FLAC (Free Legal Advice Centres) invites you to attend the launch of

“A story of great human proportions”Lydia Foy and the struggle for Transgender Rights in Ireland

 Venue: FLAC’s new premises, 85/86 Dorset Street Upper, Dublin 1

Date: Friday, 8 June

Time: 10:30am

 

Registration from 10am with tea & coffee on arrival

 

Launch by Justice Edwin Cameron, of the Constitutional Court of South Africa

 

Please RSVP by e-mail to events@flac.ie or by phone 01 887 3600

 

 

About the report

This report chronicles Lydia Foy’s brave and resilient struggle for gender recognition. It outlines how in 1993, Lydia Foy asked for a new birth certificate giving her female name and recognising her gender as female. This simple request for State recognition began a journey which ended 22 years later in the passing of the Gender Recognition Act in 2015. The report details Lydia’s journey of complex and difficult litigation which resulted in radical reform of the law on gender recognition and fundamental change in how the State and society view gender and identity. Behind the legal challenges, there is a story of great human proportions, of courage and fortitude. This report records this remarkable story.
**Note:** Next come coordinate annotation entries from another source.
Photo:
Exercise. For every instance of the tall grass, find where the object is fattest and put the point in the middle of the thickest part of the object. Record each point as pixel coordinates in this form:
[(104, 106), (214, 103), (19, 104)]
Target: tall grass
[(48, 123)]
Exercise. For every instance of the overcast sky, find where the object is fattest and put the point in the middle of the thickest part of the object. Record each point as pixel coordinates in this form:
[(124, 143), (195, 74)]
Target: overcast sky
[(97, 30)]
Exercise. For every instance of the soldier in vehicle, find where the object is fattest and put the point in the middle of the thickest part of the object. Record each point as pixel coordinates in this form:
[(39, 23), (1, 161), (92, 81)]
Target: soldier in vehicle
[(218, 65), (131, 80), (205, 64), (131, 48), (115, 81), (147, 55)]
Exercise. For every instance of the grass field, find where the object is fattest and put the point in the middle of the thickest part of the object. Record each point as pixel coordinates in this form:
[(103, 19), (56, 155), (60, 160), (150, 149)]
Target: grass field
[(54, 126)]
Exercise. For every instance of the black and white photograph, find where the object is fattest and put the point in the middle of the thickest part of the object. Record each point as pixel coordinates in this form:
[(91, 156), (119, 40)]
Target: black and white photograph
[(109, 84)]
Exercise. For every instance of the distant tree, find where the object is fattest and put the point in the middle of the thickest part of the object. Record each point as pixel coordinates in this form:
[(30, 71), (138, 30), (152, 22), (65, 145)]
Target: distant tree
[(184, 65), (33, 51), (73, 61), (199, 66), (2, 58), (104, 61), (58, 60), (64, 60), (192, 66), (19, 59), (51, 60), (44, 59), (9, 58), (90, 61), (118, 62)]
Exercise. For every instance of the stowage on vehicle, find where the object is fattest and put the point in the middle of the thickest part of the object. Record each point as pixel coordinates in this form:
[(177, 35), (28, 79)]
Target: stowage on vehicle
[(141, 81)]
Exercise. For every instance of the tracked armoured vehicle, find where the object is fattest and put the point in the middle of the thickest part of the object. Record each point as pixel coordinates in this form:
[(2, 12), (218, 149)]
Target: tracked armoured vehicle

The contributors to the report including Lydia Foy, Michael Farrell, Donncha O’ Connell and a representative from the Transgender Equality Network Ireland (TENI) will give brief presentations at the launch

 

FLAC is very proud of the support it provided for this challenging case over two decades.

 

About Edwin Cameron:

Edwin Cameron has been a Justice of South Africa's highest court, the Constitutional Court since 2009. During apartheid he was a human rights lawyer. President Mandela appointed him a judge in 1994. Before serving in the Constitutional Court, he was a Judge of the Supreme Court of Appeal for eight years, and a Judge of the High Court for six. He was an outspoken critic of president Mbeki’s Aids-denialist policies and wrote a prize winning memoir, Witness to Aids. His latest book Justice: A Personal Account was published in 2014. He has received numerous honours for his legal and human rights work, including a special award by the Bar of England and Wales in 2002 for his 'contribution to international jurisprudence and the protection of human rights'. He is an honorary fellow of the Society for Advanced Legal Studies, London, and of Keble College, Oxford (2003), as well as an honorary bencher of the Middle Temple, London (2008). He holds honorary doctorates in law from King's College London (2008), the University of the Witwatersrand, Johannesburg (2009), Oxford University (2011) and the University of St Andrews (2012). He gave FLAC’s Annual Dave Ellis Memorial Lecture in 2016.